Claude Schmitz vit et travaille à Bruxelles. Il est diplômé de l’Institut National Supérieur des Arts du Spectacle (IN- SAS) et est artiste associé au Théâtre de Liège et à la Comédie de Caen, CDN de Normandie.

Ses créations ont été présentées à plusieurs reprises au KunstenFESTIVALdesArts ainsi qu’au Théâtre Na- tional, au Palais des Beaux-Arts, aux Halles de Schaerbeek, au Théâtre la Balsamine, à la Filature de Mul- house, au Théâtre de Liège, au Salzburger Festspiele, à HumainTROPHumain, au Théâtre de l’Union, au Théâtre de l’Onde Centre d’Art, au CDN d’Orléans, au Théâtre Populaire Romand, au Théâtre de la Criée, etc. Son dernier spectacle Un Royaume (2020), a été créé au Théâtre de Liège. Mise à l’arrêt pendant la pandémie de l’automne 2020, la pièce a été l’objet d’une réinterprétation cinématographique, Lucie perd son cheval, unanimement saluée par la critique.
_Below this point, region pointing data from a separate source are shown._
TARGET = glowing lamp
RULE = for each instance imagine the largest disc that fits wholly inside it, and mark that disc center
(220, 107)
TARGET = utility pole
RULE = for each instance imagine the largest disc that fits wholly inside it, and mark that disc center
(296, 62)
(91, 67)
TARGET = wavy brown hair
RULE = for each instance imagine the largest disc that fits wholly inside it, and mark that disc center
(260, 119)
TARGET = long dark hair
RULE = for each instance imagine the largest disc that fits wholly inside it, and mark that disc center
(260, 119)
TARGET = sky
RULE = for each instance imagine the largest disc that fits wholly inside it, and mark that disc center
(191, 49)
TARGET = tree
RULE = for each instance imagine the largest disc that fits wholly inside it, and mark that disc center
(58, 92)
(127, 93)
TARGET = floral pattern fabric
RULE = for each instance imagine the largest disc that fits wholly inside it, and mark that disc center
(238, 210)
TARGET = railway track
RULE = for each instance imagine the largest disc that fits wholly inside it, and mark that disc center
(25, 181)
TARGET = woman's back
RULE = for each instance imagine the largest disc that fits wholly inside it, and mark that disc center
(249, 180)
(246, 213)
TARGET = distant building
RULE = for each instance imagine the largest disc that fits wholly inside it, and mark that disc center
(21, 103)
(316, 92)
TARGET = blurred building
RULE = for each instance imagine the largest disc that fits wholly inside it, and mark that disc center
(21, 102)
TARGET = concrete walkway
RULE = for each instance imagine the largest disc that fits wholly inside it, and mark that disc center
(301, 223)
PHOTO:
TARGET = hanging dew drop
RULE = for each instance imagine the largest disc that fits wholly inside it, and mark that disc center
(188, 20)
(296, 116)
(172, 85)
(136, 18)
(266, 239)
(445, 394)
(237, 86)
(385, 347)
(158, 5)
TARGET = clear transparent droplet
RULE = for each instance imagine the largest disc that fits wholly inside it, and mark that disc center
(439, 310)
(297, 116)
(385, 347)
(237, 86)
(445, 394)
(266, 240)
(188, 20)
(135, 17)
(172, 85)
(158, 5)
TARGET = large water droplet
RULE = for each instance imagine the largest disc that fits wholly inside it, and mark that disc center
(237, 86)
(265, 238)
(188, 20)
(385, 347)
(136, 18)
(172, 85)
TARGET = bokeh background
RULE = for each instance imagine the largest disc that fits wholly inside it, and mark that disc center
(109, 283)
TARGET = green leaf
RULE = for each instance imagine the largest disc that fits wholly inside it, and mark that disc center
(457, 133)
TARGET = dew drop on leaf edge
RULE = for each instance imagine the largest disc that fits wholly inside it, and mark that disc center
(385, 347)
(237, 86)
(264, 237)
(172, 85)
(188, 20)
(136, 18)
Claude Schmitz a réalisé plusieurs films dont Le Mali (en Afrique), Rien sauf l’été (Grand Prix Europe – Brive 2017), Braquer Poitiers (Prix Jean Vigo 2019, Prix Air France du Public – FID Marseille 2018, Prix Spécial du Jury – FIC Valdivia Chili, Prix Égalité et Diversité au Festival de Clermont Ferrand, Prix Ciné + au Festival de Brive 2019 et en sélection au IFF Rotterdam, au First Look Festival MOMI New York, au Champs-Élysées Film Festival etc.), Lucie perd son cheval (Grand Prix National au BRIFF) et L’Autre Laurens (Présenté à la Quinzaine des Cinéastes à Cannes).

Parallèlement, il enseigne à l’INSAS et officie comme acteur au théâtre.